The following inquiry has been referred to the Committee:

"We would appreciate your opinion as to the duty of an attorney whose client asks advice regarding a real estate transaction which is being closed in the office of an escrow company, title insurance company or real estate broker. The client is a buyer or seller and has already signed an earnest money agreement, without first asking your advice, committing him to close the sale in the office of’ say, the X Escrow Company. An employee of the company, not an independent attorney, has prepared a contract deed or mortgage, and the client has been asked to sign. He wants to know whether ‘everything is all right.’"

"Assuming that the escrow company has illegally engaged in the practice of law in preparing the documents, can you, as an attorney, help your client, or should you wash your hands of the whole matter advising him that you cannot be a party to an illegal transaction?

"If the foregoing is not your duty, can you ethically advise your client regarding the legal effect of the documents which he has been asked to sign?

"Suppose that you discover an error in one of the documents. May you then discuss it with the non-lawyer employee of the escrow company who is responsible?

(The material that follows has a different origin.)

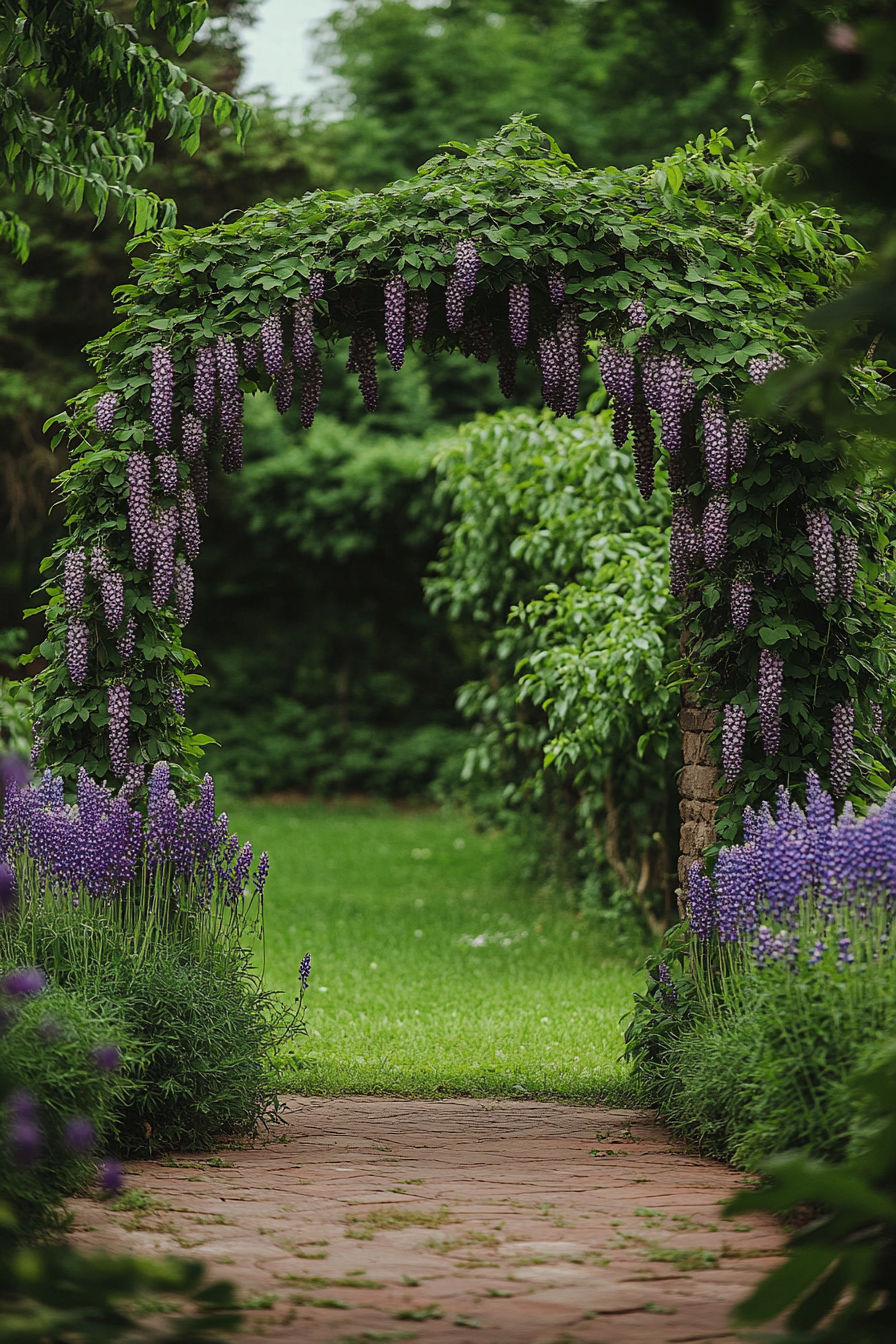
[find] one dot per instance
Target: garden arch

"To put the matter broadly, to what extent and in what ways may a lawyer deal with an unlicensed person who is illegally practicing law, or with the product of his illegal practice?"

It is the opinion of the Committee that the question should be answered as follows:

1. That the attorney in the performance of his duty may approve or disapprove any document submitted to him by his client regardless of who may have drafted the document.

2. That it is not the duty of an attorney to wash his hands of the matter and that approval or disapproval of the instruments does not make the attorney a party to an illegal transaction.

3. That an attorney may discuss errors in a document submitted to him for examination with anyone involved, attorney or non-attorney.

4. That it is the duty of an attorney to cooperate with the Committee on Unauthorized Practice of Law and not to be a party to such unauthorized practice; this however does not require the attorney to abstain from advising his client or limit him in the exercise thereof.